BY TOM WRIGHT
I have long known the anticipation of an impending event is one of the greatest motivators in the world. To the Christian, it may be the Second Coming of Christ or a deathbed conversion. To the soldier on the battlefield, it may be anticipating the coming attack that makes them dig that foxhole in record time. But fear does not build faith, it only motivates us toward it, which may come in the form of training and preparedness.
Dark places and dark times can be scary, if you don’t have a light. Today, the world faces an unknown and many are scared. COVID -19 is indeed novel in that it is new and we know little about it and it has motivated us into action. Extreme measures are being taken worldwide to curtail the spread. Scientist are working overtime to find ways of prevention and politicians and public servants are working to make us safe and assure the supply chain is adequate, but collectively, they can’t prevent the spread. That is up to us and our responsible actions.
We, the public have a choice to panic or pray and prepare. Most of us will survive this epidemic and a few will die from it, but all of us will be hurt in one way or another, for sure financially and some psychologically. Like it or not, today is the first day of the rest of our life and we must recognize the future is always an unknown, except perhaps to the real prophets and their followers.
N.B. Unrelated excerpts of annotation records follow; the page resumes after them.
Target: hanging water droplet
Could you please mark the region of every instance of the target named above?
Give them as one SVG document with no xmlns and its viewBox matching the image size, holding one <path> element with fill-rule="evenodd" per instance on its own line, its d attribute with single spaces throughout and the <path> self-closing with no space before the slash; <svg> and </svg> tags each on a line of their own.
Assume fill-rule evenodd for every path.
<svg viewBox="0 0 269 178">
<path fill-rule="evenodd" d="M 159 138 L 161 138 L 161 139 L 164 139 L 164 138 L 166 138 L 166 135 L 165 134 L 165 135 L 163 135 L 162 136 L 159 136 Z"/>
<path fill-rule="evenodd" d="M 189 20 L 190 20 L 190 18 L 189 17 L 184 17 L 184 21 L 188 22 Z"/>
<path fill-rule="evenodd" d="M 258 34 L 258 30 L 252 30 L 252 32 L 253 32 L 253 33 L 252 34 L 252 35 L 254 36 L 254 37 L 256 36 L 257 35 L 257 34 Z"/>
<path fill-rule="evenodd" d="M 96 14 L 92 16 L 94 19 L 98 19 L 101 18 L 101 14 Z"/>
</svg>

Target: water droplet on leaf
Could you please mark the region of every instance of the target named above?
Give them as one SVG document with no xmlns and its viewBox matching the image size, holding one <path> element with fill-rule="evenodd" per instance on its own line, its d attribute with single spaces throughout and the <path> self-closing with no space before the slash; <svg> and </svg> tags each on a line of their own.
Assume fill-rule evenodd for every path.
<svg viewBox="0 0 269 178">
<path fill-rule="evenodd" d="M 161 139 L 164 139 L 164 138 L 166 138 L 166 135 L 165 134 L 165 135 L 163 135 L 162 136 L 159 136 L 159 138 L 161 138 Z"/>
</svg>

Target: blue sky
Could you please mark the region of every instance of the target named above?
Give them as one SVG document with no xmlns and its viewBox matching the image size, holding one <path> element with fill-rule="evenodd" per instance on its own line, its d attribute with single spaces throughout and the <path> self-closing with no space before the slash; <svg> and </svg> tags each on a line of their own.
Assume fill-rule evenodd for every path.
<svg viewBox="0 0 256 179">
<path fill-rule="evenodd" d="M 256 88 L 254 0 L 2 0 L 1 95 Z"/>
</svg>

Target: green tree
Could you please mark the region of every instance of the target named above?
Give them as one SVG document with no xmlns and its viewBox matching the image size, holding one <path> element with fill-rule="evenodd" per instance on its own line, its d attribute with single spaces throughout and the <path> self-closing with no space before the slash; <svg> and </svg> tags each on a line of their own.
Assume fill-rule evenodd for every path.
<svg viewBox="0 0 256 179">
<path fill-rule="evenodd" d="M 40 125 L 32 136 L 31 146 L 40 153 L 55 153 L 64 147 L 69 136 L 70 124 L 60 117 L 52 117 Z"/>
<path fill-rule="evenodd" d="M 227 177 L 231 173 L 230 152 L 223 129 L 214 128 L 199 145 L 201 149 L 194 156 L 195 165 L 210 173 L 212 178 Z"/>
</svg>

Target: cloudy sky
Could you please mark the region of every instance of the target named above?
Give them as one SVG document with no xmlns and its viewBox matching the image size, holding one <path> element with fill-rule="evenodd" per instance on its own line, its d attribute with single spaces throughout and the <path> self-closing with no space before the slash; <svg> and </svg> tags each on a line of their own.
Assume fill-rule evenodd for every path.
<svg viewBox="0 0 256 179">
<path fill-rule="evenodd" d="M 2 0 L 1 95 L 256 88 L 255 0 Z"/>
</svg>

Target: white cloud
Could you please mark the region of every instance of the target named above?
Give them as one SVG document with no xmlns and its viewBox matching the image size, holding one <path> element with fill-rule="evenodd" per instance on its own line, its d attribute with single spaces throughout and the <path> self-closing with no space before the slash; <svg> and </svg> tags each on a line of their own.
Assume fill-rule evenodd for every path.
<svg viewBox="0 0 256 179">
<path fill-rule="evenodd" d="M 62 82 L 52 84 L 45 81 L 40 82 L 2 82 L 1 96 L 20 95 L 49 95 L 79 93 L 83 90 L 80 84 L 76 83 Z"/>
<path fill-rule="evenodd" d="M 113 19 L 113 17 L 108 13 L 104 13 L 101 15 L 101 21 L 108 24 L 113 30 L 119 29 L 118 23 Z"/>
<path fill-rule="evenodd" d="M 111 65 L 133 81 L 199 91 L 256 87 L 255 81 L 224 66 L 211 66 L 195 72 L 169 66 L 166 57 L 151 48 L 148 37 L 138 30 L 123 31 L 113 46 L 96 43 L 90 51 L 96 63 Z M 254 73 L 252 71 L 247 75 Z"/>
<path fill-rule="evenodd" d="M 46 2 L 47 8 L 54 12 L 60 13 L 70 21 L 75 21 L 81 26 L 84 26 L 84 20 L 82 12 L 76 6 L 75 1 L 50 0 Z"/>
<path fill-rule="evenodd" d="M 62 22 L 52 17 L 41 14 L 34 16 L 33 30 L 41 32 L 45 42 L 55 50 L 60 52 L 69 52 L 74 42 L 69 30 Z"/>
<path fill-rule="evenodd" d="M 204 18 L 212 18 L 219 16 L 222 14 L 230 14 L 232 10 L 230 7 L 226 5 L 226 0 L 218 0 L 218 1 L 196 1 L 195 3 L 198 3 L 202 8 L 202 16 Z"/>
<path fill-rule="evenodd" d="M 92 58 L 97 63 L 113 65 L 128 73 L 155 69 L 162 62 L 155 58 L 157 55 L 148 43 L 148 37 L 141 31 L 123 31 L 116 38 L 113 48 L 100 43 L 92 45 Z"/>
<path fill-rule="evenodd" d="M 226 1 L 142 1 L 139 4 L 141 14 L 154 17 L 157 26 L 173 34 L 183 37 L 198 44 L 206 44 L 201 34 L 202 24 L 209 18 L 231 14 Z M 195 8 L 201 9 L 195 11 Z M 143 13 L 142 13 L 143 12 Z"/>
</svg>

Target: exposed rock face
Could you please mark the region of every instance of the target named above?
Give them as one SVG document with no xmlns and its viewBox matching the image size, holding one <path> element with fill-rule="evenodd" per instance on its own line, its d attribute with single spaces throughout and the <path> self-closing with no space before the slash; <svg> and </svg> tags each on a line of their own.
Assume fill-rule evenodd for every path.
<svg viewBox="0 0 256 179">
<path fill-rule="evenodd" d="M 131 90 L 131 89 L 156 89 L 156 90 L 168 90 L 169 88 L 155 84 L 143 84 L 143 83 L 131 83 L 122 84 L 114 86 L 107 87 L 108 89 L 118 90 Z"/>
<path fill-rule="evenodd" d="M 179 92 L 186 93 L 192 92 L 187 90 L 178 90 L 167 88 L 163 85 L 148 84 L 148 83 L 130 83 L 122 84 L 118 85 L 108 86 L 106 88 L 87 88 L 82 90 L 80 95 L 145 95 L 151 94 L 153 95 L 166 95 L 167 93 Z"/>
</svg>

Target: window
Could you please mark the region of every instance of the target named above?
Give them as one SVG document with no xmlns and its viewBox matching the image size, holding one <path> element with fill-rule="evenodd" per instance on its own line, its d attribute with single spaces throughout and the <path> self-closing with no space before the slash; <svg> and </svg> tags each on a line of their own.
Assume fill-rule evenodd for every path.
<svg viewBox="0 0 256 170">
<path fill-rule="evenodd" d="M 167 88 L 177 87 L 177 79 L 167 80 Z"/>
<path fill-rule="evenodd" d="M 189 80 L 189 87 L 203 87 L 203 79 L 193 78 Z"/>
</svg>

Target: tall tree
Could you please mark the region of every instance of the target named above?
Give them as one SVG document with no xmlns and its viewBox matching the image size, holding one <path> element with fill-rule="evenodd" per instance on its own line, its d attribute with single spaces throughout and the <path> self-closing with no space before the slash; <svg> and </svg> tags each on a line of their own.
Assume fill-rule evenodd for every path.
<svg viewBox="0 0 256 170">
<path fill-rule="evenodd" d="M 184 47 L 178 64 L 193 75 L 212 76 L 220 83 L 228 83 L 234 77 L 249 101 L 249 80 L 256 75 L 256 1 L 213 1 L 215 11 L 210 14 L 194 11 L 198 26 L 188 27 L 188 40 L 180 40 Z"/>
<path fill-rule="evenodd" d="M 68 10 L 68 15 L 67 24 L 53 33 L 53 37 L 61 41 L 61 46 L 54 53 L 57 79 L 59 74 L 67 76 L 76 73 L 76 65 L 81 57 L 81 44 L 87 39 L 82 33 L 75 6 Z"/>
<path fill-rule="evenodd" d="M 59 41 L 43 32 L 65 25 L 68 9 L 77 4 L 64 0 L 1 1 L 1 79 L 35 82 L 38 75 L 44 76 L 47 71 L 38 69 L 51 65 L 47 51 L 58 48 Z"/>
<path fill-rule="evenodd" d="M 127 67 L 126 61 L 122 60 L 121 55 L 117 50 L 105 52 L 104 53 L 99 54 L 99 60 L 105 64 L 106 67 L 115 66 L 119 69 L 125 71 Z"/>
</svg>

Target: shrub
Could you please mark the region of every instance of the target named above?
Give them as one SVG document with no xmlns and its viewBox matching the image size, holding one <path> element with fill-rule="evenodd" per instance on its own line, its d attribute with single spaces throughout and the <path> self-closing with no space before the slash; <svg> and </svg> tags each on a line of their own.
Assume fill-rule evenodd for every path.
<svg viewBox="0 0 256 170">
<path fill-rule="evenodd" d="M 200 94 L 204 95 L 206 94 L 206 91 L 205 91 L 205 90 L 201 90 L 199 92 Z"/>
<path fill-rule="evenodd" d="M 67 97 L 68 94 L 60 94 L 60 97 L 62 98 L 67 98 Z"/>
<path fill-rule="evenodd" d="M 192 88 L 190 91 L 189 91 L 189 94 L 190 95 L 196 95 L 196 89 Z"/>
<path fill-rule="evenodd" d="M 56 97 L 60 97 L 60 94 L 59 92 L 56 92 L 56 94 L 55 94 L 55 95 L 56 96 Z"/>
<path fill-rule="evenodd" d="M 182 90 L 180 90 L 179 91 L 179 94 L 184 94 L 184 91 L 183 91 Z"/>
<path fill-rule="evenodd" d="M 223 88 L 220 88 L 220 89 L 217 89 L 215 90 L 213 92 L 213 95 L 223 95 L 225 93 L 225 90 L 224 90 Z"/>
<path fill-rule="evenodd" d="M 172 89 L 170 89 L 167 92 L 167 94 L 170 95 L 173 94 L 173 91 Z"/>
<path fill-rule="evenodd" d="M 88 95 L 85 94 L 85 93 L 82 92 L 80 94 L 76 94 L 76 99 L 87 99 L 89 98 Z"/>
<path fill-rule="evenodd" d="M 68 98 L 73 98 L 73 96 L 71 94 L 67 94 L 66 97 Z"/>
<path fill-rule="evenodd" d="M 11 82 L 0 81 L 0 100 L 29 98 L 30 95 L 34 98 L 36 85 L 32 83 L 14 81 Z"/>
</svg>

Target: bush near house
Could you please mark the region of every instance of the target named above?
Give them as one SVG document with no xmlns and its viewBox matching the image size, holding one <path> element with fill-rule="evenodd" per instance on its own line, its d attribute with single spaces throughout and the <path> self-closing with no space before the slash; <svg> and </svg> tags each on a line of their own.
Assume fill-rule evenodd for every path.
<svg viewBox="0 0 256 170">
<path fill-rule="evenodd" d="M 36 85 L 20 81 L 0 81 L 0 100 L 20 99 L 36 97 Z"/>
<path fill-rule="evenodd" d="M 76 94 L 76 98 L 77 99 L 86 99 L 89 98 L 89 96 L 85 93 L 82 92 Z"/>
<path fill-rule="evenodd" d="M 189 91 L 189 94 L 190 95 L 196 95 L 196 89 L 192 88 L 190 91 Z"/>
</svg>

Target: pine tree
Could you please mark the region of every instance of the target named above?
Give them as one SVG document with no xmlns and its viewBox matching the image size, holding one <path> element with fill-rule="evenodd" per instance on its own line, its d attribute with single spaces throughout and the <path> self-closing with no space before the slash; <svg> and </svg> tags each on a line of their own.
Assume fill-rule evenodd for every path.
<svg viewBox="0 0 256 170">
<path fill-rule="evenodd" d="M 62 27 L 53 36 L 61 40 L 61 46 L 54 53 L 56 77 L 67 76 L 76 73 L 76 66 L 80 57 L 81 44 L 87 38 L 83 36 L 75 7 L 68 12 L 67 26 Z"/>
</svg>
Some of us are preparing by stocking toilet paper and food. I have a friend who is buying seeds for a vegetable garden. Maybe someone will invent toilet paper seeds. The Boy Scout motto comes to mind – “Be prepared,” but the scout oath goes a little further and calls the scout to honor and duty to God and country, keeping the law, helping others at all times, remaining fit, mentally awake and morally strong. Not bad advice for all of us.
I have met some good scouts in the last few days. They are the people in the service industry who stock the shelves at night and check us (the coughing, sneezing public) out by day. They are the truckers and delivery folks that keep the goods rolling, those that prepare our food, maintain municipal services, and serve us medically. We may ignore the entire bandwidth of what public service means and just who is a public servant. In times like this, they are our heroes, but we can all be heroes to someone, just by keeping the scout oath.
I watch the news and see hordes of teenagers on Florida beaches. They are hardly maintaining social distance. Some are even having apocalypse parties; the end may be near or perhaps they feel they are young and too healthy to catch the virus. In truth, they are teenagers and teens need social contact and often shun rules. So do all humans. Teenagers and adults often distrust authority, especially when we suspect authoritarians know nothing about what they are talking about, like the novel COVID – 19. The unknown again, it scares some and is ignored by others who just don’t want to go there in thought.
There is no question that a prolonged social distance rule and the shutdown of public places like bars and restaurants, even schools will grow old and come at a great economic cost. Is it all worth it, we ask? We don’t know. Human behavior is now at odds with medical reality. Then we ask, can the government really save us financially from this possible catastrophe? Catastrophe is not a sure thing yet, but it is possible. It is certainly catastrophic for those families who have and will lose loved ones.
Wise old Solomon writes in Ecclesiastes to tell us there is a time and a season for everything. That which has been will be again, that which is done, shall be done again, there is nothing new under the sun. He is of course speaking of human nature and the things we face today. We have survived wars and pestilence and we shall again survive. We have triumphed in the past and we will triumph over this virus.
He is telling us to be cool, be a good scout and use our collective wisdom to serve in times of need. Wisdom perhaps is increased with age. It also comes with observation and pursuit thereof. The greatest unknown we all face is perhaps death. Our nature is to prolong life and why not? When we finally reach the pearly gates, will we be able to say we were a good scout? The Christian perspective offers forgiveness for our human nature. Maybe we all need to seek the wisdom of God at a time like this.
Tom Wright spent 25 years in disaster relief, having responded to Chernobyl, the HIV/AIDS epidemic in Africa, natural disasters and wars. He has been a consultant to the Office of Foreign Disaster Assistance (OFDA), a division of USAID.